Antonio Sant’Elia was born in Como, Lombardy. A builder by training, he opened a design office in Milan in 1912 and became involved with the Futurist movement. A nationalist as well as an irredentist, Sant’Elia joined the Italian army as Italy entered World War I in 1915. He was killed during the Eighth Battle of the Isonzo, near Gorizia.
The manifesto of Futurist Architecture was published in August 1914, supposedly by Sant’Elia, though this is subject to debate. In it, the author stated that “the decorative value of Futurist architecture depends solely on the use and original arrangement of raw or bare or violently colored materials”. His vision was for a highly industrialized and mechanized city of the future, which he saw not as a mass of individual buildings but a vast, multi-level, interconnected and integrated urban conurbation designed around the “life” of the city.
Between 1912 and 1914, influenced by industrial cities of the United States and the architects Otto Wagner, Adolf Loos, and the Genoese architect Renzo Picasso, he began a series of design drawings for a futurist Città Nuova (“New City”) that was conceived as a symbol of a new age. Many of these drawings were displayed at the only exhibition of the Nuove Tendenze group (of which he was a member) exhibition in May/June 1914 at the “Famiglia Artistica” gallery.
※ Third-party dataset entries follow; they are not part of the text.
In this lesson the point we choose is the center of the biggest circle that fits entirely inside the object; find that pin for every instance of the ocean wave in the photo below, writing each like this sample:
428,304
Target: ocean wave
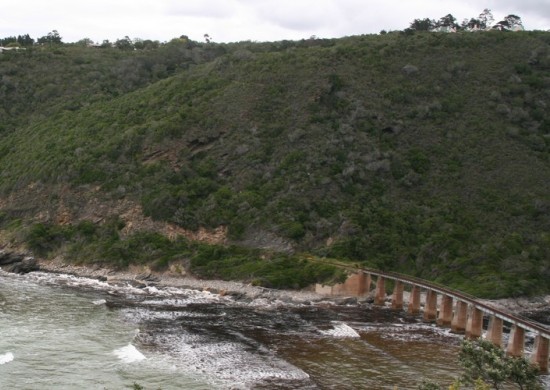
341,330
129,354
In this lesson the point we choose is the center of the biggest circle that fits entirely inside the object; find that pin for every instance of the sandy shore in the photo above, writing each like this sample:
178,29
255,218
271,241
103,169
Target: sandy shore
537,307
142,276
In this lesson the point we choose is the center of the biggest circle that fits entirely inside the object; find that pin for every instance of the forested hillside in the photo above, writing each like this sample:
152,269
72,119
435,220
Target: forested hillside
425,153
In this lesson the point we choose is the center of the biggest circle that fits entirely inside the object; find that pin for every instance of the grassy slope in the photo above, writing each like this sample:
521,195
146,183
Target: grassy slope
442,172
Today, some of these drawings are on permanent display at Como’s art gallery (Pinacoteca).
His extremely influential designs featured vast monolithic skyscraper buildings with terraces, bridges and aerial walkways that embodied the sheer excitement of modern architecture and technology. Even in this excitement for technology and modernity, in Sant’Elia’s monumentalism, however, can be found elements of Art Nouveau architect Giuseppe Sommaruga.
Though most of his designs were never built but his futurist vision has influenced many. Among architects he is cited as a forerunner to John Portman and Helmut Jahn. Filmmakers such as Fritz Lang’s 1927 film, Metropolis and Ridley Scott’s 1982 Hollywood movie, Blade Runner also show his influence.